Quo vadis, Berlinale?
© Berlinale

Berlinale Tagebuch 2016: Das Resümee

Dokumentarfilm hui, Erzählfilm pfui

Am heutigen Sonntag geht die Berlinale mit dem Publikumstag zu Ende. Nochmals laufen viele der in den vergangenen zehn Tagen in den Kinos der Stadt gezeigten Werke, die oftmals als Premieren ausgestrahlt wurden, nachdem der offizielle Part der 66. Internationalen Filmfestspiele von Berlin gestern Abend mit der Preisverleihung an den italienischen Dokumentarfilm "Fuocoammare" zu Ende gegangen sind.

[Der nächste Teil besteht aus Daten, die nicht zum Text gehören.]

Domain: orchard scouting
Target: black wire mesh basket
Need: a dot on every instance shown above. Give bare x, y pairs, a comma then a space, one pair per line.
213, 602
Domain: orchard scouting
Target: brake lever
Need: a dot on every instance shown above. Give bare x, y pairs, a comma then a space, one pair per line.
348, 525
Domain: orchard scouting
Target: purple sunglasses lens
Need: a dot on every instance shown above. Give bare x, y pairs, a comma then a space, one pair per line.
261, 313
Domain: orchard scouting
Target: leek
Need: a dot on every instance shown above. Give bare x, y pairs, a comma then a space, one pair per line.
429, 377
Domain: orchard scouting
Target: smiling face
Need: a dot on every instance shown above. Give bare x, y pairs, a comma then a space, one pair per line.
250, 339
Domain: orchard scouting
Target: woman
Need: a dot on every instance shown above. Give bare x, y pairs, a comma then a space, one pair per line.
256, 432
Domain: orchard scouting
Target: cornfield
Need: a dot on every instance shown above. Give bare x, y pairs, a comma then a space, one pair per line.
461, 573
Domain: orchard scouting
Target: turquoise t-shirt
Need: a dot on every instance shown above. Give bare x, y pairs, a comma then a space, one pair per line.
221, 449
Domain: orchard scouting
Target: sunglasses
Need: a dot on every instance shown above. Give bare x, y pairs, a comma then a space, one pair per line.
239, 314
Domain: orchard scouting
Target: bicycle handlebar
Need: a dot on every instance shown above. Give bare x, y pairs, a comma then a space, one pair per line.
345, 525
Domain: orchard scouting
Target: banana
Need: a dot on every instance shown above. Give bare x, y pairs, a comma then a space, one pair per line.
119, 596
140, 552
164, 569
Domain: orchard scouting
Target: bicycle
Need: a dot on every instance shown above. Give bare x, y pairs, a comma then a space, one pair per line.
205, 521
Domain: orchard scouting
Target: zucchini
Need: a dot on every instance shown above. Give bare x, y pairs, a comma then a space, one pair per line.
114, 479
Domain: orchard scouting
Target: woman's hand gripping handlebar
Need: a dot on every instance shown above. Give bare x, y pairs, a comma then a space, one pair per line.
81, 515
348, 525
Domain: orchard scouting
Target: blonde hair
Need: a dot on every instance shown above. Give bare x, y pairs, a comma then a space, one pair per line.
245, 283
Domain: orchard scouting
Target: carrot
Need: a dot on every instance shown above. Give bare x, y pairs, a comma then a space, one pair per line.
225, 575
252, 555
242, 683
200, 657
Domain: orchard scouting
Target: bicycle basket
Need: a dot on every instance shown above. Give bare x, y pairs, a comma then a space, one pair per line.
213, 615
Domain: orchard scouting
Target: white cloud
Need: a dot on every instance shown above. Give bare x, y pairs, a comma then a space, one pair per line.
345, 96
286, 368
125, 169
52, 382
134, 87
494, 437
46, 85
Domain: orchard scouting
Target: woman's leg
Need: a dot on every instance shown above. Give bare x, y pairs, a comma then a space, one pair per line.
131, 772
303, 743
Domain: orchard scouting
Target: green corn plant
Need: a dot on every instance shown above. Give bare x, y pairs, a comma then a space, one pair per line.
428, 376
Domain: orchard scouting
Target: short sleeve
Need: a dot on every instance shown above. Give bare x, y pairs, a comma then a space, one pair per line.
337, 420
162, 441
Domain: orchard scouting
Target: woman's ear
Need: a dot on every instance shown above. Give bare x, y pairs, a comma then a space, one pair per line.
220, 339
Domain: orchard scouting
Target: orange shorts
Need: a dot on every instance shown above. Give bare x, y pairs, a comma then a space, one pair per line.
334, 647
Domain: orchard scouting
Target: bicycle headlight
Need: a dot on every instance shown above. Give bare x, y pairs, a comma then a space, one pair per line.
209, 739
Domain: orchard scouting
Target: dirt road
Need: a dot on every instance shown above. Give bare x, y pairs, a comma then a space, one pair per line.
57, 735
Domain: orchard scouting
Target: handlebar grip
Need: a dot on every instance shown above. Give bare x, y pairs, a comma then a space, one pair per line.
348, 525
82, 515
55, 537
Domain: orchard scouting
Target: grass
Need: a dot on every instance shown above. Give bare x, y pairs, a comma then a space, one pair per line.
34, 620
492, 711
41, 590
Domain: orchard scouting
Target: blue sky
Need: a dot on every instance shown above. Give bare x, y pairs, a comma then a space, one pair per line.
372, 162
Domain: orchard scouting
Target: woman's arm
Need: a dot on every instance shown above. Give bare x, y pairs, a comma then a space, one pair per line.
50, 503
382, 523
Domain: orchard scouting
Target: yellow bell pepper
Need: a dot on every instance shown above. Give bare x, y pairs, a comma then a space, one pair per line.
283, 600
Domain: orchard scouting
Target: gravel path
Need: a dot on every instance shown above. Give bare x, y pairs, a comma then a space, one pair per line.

Was bleibt vom diesjährigen Festival? War es ein guter oder ein schlechter Jahrgang? Stimmt die Richtung des nach Cannes zweitwichtigsten Filmfestivals der Welt? Unsere Kritiker Gregor Torinus und Ralf Augsburg haben zahllose Stunden in den Kinos zugebracht, um Werke im Wettbewerb und in den Nebensektionen zu sehen. Sie ziehen hier ein Fazit.

Gregor Torinus:
"Die Berlinale unter ihrem aktuellen Leiter Dieter Kosslick ist dafür bekannt, dass bei der Filmauswahl für wichtig erachteten politischen Inhalten oftmals mehr Bedeutung beigemessen wird als der künstlerischen Relevanz. Spätestens in diesem Jahr ist überdeutlich, dass dieser Ansatz - ins Extrem geführt - eine Sackgasse ist, welche der Qualität und dem Ansehen dieses weltwichtigen Filmfestivals nachhaltig schadet.

Dies ist schon alleine an der Tatsache erkennbar, dass im Wettbewerb der diesjährigen Berlinale die wirklich großen Namen unter den Filmemachern durch Abwesenheit glänzen. Lediglich die Komödien "Hail, Caesar!" von den Coen Brothers und "Chi-Raq" von Spike Lee waren dort außer Konkurrenz zu sehen. Ansonsten findet sich eine Monokultur an tristen Problemdramen. Selbstverständlich muss hierbei auch ein Film über die Nazi-Zeit dabei sein, auch wenn dieser - wie der gezeigte "Alone in Berlin" - einen echten Tiefpunkt darstellt...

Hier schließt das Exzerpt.